Exfoliating can be a huge benefit to your skin, as it stimulates lymphatic drainage, clears your skin of dead skin cells, and promotes cell turnover. What is important to keep in mind is that over exfoliating can be destructive to the skin barrier with over use. Exfoliate no more than 3 times a week maximum. Note that physical exfoliants (grains, granules, salts, and others) as well as BHA and AHA leave on or peel products are all classified as exfoliants, even if they don’t have a physical grain!
Be mindful of your cleansing routine. Over cleansing can be just as detrimental as over exfoliating, as the product ends up stripping essential nutrients and natural oils from the skin, leaving you tight, dry, and dehydrated. Many people with oily prone skin may experience even more oil production from their skin due to over cleansing. We recommend using a cream based cleanser rather than flash foaming cleansers, which can be overly stripping to the skin and remove too much essential sebum and good bacteria. Unless you have unmanageable oily skin when you wake up in the morning, cleansing once in the evening is ideal for optimal skin health.
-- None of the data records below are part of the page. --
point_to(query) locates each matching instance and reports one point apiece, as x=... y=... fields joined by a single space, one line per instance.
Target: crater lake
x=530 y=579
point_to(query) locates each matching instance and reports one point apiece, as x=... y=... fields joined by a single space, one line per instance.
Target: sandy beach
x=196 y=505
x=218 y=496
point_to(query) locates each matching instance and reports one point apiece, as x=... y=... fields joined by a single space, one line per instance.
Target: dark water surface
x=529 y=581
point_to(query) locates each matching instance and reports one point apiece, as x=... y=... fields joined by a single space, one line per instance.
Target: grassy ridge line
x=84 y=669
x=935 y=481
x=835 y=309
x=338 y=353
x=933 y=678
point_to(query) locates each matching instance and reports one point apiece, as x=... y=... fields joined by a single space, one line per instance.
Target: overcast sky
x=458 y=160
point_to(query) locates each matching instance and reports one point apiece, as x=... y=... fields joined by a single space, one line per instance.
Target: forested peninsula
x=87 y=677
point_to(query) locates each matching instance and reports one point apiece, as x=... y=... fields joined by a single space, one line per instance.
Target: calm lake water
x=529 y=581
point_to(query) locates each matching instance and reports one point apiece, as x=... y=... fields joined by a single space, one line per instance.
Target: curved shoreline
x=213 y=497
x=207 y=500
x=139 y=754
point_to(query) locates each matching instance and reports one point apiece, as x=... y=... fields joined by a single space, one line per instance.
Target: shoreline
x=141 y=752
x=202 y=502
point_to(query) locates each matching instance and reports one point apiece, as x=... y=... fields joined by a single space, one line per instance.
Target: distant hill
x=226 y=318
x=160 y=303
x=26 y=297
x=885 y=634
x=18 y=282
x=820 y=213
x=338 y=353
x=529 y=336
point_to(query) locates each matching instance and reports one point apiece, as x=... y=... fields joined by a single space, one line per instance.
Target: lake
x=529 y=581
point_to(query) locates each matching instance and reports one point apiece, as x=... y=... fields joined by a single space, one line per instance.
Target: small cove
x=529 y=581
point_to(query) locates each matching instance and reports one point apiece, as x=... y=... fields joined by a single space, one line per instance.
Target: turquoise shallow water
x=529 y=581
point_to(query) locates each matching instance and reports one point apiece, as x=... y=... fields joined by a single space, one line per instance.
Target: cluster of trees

Retinol is one of the top contenders when it comes to anti-aging and collagen stimulation, since it is able to target multiple layers of the skin for clinical-like results. Due to the potency and capacity of this active ingredient, it is important to use it as directed to avoid any weakened skin barrier. When first starting a retinol product, it is important to start off very slow. We recommend applying this 1-2 times a week for at least 1 week, gradually increasing your usage to allow the skin time to acclimate to this level of cell turnover. Applying a retinol product every night, right away, may contribute to what is called “purging”: when the skin has a temporary reaction to a new active ingredient. It is often displayed as temporary sporadic acne, redness, and dryness. Slowly implementing this product into your routine allows you to harness all the amazing benefits of retinol, without any side effects or dry skin. Because retinol also exhibits similar effects to those of exfoliants, it is recommended that retinol use and exfoliant use be split up in your weekly routine. This is what is now commonly referred to as skin cycling.
The bottom line:
Keeping a healthy skin barrier keeps your skin hydrated, and in turn allows this organ to self regulate, which can help curb several different skincare concerns in the process. Your skin barrier is your body’s frontline defence against everything the environment can throw at you. Keeping it healthy is much more than just a cosmetic concern!